How to dump a compressed object for given key from

2019-08-28 05:37发布

问题:

I'm using the following command to dump the compressed object for given key from memcached:

cat <(printf "\x1f\x8b\x08\x00\x00\x00\x00\x00") <(memccat CACHE-KEY) | gunzip

It prints the value (a JSON), but with the warning at the end:

gzip: stdin: unexpected end of file

I believe it may be missing last 4 bytes of checksum (ADLER32), but I'm not sure.

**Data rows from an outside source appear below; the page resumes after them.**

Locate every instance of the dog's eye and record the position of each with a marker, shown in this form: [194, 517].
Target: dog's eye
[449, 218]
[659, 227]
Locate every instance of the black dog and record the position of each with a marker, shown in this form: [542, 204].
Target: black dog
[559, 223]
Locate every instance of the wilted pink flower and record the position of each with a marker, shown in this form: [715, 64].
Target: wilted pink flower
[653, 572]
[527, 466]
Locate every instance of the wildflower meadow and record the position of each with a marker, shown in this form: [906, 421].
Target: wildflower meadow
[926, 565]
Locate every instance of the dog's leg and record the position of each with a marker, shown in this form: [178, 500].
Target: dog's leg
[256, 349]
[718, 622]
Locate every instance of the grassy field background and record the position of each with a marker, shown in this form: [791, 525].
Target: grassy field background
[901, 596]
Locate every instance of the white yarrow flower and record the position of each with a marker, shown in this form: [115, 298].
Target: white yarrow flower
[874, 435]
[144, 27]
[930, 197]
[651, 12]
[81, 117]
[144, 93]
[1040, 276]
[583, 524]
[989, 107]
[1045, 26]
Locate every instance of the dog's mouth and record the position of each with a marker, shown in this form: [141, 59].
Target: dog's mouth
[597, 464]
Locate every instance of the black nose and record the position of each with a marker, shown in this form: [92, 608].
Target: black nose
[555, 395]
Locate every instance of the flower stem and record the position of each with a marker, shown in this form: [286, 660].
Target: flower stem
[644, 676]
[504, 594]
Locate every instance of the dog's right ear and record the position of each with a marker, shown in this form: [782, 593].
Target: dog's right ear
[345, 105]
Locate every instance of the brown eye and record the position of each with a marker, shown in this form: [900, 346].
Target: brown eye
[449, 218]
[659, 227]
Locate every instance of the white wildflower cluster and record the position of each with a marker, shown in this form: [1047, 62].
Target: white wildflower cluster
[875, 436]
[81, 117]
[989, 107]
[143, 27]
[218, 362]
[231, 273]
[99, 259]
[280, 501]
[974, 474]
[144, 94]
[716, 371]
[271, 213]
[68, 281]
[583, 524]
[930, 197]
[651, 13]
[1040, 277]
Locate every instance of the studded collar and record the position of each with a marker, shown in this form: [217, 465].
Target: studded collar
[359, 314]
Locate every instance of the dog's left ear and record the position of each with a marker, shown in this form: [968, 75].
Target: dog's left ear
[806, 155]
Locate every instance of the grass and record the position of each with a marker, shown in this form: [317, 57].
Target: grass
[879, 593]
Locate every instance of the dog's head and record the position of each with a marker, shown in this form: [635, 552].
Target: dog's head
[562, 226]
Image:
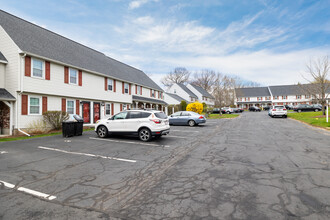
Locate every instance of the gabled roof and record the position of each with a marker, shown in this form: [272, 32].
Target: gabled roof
[202, 91]
[252, 92]
[6, 96]
[140, 98]
[176, 97]
[187, 90]
[3, 58]
[36, 40]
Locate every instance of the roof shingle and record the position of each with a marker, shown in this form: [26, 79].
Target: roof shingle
[34, 39]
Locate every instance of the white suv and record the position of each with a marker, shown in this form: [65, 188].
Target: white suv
[278, 110]
[144, 123]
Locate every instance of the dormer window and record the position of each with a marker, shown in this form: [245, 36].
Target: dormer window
[37, 68]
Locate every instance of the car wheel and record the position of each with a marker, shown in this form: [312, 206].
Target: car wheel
[102, 131]
[145, 134]
[191, 123]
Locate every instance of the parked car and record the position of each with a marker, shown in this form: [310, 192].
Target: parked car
[278, 110]
[227, 110]
[238, 110]
[307, 108]
[216, 111]
[254, 109]
[289, 107]
[186, 118]
[144, 123]
[266, 108]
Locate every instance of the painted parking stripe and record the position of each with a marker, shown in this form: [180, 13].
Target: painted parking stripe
[184, 131]
[89, 155]
[128, 142]
[28, 191]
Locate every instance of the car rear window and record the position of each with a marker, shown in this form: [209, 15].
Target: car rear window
[161, 115]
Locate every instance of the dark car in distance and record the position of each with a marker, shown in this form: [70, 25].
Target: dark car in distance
[307, 108]
[254, 109]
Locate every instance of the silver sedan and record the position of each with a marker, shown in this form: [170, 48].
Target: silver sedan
[186, 118]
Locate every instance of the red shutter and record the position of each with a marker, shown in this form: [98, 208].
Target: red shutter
[77, 107]
[24, 104]
[80, 78]
[44, 104]
[27, 66]
[47, 70]
[63, 105]
[66, 74]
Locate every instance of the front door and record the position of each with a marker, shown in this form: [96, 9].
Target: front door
[96, 112]
[86, 112]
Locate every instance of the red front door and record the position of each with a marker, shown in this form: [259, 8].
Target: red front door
[86, 112]
[96, 112]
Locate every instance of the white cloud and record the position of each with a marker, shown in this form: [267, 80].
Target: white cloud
[138, 3]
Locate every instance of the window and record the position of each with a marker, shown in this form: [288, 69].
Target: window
[70, 107]
[110, 84]
[34, 106]
[107, 109]
[37, 68]
[73, 76]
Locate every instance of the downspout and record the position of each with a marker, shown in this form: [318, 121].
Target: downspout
[20, 92]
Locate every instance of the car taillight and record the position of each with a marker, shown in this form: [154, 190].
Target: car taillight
[156, 121]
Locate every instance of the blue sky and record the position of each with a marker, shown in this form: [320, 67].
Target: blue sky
[266, 41]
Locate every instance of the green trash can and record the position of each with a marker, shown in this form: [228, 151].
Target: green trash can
[68, 128]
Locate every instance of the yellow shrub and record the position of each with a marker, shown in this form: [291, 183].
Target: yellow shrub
[195, 107]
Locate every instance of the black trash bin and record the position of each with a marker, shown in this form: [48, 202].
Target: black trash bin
[68, 128]
[78, 125]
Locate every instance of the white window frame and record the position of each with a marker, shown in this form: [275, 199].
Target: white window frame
[40, 105]
[43, 69]
[74, 106]
[112, 83]
[126, 84]
[106, 108]
[138, 88]
[76, 76]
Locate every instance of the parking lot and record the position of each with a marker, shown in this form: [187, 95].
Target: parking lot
[251, 167]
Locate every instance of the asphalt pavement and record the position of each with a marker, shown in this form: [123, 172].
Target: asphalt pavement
[251, 167]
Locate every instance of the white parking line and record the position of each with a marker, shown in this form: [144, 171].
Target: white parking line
[184, 131]
[89, 155]
[128, 142]
[28, 191]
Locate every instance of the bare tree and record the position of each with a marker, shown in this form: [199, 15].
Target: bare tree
[319, 71]
[179, 75]
[205, 79]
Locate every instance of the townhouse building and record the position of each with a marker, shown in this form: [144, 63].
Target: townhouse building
[274, 95]
[42, 71]
[190, 93]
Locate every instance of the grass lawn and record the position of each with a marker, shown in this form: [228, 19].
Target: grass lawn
[35, 136]
[312, 118]
[218, 116]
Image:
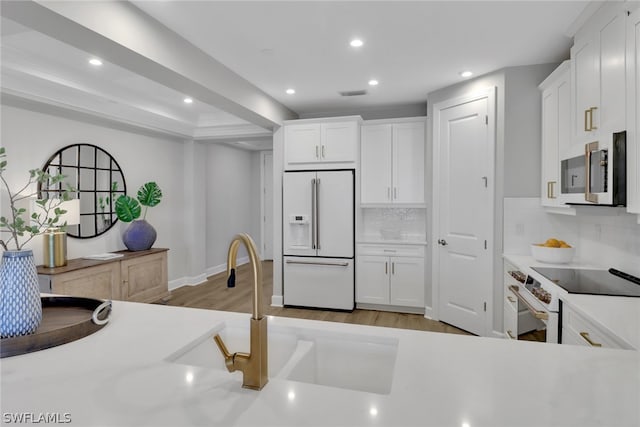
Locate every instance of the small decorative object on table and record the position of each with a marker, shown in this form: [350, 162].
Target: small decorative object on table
[140, 235]
[553, 251]
[20, 305]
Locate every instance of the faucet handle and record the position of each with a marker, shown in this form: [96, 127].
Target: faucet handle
[228, 357]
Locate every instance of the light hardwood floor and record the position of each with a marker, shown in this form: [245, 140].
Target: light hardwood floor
[214, 295]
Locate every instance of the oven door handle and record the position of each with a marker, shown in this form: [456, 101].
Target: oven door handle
[542, 315]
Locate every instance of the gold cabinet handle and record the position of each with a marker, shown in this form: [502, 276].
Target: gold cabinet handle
[542, 315]
[585, 335]
[550, 185]
[586, 120]
[591, 126]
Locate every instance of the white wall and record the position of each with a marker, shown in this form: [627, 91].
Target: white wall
[31, 137]
[603, 236]
[232, 186]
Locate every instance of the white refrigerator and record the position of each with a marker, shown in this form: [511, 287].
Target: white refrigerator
[318, 239]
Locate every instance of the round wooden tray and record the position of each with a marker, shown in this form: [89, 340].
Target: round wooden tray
[64, 319]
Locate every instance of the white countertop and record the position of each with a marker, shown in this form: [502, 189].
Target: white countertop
[118, 377]
[618, 315]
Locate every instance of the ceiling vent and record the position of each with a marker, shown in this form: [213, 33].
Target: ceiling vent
[353, 92]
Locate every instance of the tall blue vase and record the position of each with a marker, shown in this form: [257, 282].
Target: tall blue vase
[139, 236]
[20, 304]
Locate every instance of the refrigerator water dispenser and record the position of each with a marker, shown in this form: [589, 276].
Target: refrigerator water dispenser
[300, 229]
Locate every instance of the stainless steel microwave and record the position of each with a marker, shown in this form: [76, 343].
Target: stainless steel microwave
[600, 174]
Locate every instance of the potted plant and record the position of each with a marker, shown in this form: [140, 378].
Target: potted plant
[139, 235]
[20, 304]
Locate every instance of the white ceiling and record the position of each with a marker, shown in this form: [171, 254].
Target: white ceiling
[411, 47]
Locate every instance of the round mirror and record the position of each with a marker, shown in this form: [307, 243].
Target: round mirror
[98, 181]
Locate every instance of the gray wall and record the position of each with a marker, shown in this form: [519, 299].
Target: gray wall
[210, 190]
[232, 178]
[31, 137]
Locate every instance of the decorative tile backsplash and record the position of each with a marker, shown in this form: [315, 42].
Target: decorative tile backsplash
[394, 223]
[607, 237]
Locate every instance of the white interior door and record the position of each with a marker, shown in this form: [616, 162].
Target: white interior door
[463, 220]
[267, 205]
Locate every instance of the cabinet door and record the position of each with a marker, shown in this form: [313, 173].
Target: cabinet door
[612, 76]
[585, 66]
[408, 162]
[550, 159]
[372, 279]
[339, 142]
[302, 144]
[144, 278]
[407, 282]
[633, 112]
[375, 167]
[556, 135]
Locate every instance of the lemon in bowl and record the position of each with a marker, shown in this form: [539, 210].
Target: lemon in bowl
[553, 251]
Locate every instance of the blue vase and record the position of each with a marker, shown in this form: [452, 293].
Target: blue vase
[139, 236]
[20, 304]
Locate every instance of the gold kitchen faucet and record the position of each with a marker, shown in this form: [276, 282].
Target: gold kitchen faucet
[253, 364]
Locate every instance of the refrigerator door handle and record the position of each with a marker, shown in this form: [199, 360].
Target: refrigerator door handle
[317, 214]
[313, 213]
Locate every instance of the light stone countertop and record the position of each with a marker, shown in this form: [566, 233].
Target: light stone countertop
[617, 315]
[118, 377]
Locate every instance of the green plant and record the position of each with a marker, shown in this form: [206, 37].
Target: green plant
[128, 208]
[15, 225]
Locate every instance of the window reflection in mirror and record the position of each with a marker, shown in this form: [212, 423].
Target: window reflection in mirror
[98, 181]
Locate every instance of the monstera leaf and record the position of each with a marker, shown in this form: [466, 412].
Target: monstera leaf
[127, 208]
[149, 194]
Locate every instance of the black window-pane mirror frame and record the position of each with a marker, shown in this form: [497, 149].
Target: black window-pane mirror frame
[81, 162]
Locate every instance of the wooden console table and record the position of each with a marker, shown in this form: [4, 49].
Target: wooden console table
[139, 276]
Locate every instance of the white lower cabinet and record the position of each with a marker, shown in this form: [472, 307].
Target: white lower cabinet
[578, 329]
[395, 280]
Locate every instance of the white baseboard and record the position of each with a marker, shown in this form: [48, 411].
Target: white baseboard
[201, 278]
[187, 281]
[392, 308]
[428, 313]
[496, 334]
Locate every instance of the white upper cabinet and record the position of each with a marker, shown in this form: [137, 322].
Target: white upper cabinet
[633, 112]
[556, 131]
[317, 144]
[392, 162]
[598, 78]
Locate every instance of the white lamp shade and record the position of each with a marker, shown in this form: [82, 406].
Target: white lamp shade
[71, 216]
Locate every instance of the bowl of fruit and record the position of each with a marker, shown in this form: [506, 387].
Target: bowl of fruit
[553, 251]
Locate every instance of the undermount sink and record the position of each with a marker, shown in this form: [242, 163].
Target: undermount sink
[350, 361]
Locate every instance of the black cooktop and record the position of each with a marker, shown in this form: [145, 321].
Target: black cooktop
[593, 282]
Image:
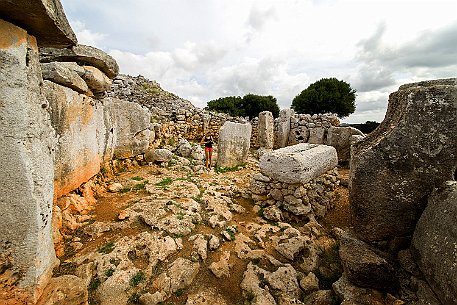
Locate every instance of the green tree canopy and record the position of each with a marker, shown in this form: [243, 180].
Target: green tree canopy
[327, 95]
[250, 105]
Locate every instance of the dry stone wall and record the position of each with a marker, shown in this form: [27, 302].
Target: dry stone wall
[28, 148]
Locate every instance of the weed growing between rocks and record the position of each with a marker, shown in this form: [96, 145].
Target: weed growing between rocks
[107, 248]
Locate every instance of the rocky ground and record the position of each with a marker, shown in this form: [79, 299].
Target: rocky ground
[167, 234]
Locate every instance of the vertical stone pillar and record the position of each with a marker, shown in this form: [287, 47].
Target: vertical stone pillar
[233, 144]
[27, 168]
[266, 129]
[284, 127]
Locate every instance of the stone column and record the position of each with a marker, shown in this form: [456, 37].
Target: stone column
[284, 127]
[266, 129]
[27, 168]
[233, 144]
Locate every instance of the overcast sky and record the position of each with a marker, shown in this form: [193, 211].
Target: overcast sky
[206, 49]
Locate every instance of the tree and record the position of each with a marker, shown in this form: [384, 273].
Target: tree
[327, 95]
[250, 105]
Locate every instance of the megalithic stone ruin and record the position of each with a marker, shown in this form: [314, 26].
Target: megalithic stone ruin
[396, 167]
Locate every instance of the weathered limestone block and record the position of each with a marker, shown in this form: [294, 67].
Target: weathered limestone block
[340, 138]
[434, 244]
[64, 74]
[83, 55]
[363, 266]
[27, 173]
[298, 163]
[45, 20]
[316, 135]
[233, 144]
[284, 126]
[127, 128]
[300, 134]
[76, 119]
[266, 129]
[97, 81]
[396, 166]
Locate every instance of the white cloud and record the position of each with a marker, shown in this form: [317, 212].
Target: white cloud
[86, 36]
[205, 49]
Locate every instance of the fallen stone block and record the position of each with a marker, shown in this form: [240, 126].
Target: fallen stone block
[298, 163]
[233, 144]
[363, 266]
[83, 55]
[396, 167]
[45, 20]
[65, 74]
[434, 244]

What would be the proper way of dumping a compressed key value in a plain text format from Memcached caching service?

回答1:

It looks like the result of memccat CACHE-KEY is a zlib (RFC 1950) stream. You are providing eight of the ten bytes of a gzip header for a gzip stream (RFC 1952) as a prefix, which results in gunzip eating the two-byte zlib header as the missing two-bytes at the end of the gzip header. gunzip is then expecting a deflate stream (RFC 1951), which it is getting, followed by a gzip trailer which it is not getting. A gzip trailer is eight bytes, consisting of the CRC-32 and length of the uncompressed data. Instead it is getting the zlib trailer, which is a four-byte Adler-32 of the uncompressed data.

To satsify gunzip, you would need to not give it the last four bytes of the zlib stream, replacing it with eight bytes consisting of the CRC-32 of the uncompressed data, which you would need to calculate, and the length of the uncompressed data. That's kind of silly though, since the point of those things is as an integrity check on the uncompressed data.

What you really want to do is interpret that zlib stream as a zlib stream, which will make use of the Adler-32 at the end as an integrity check. You can use pigz to decode the zlib stream with pigz -dz, or you can write your own zlib decoder easily with zlib. An example is provided in the examples directory called zpipe.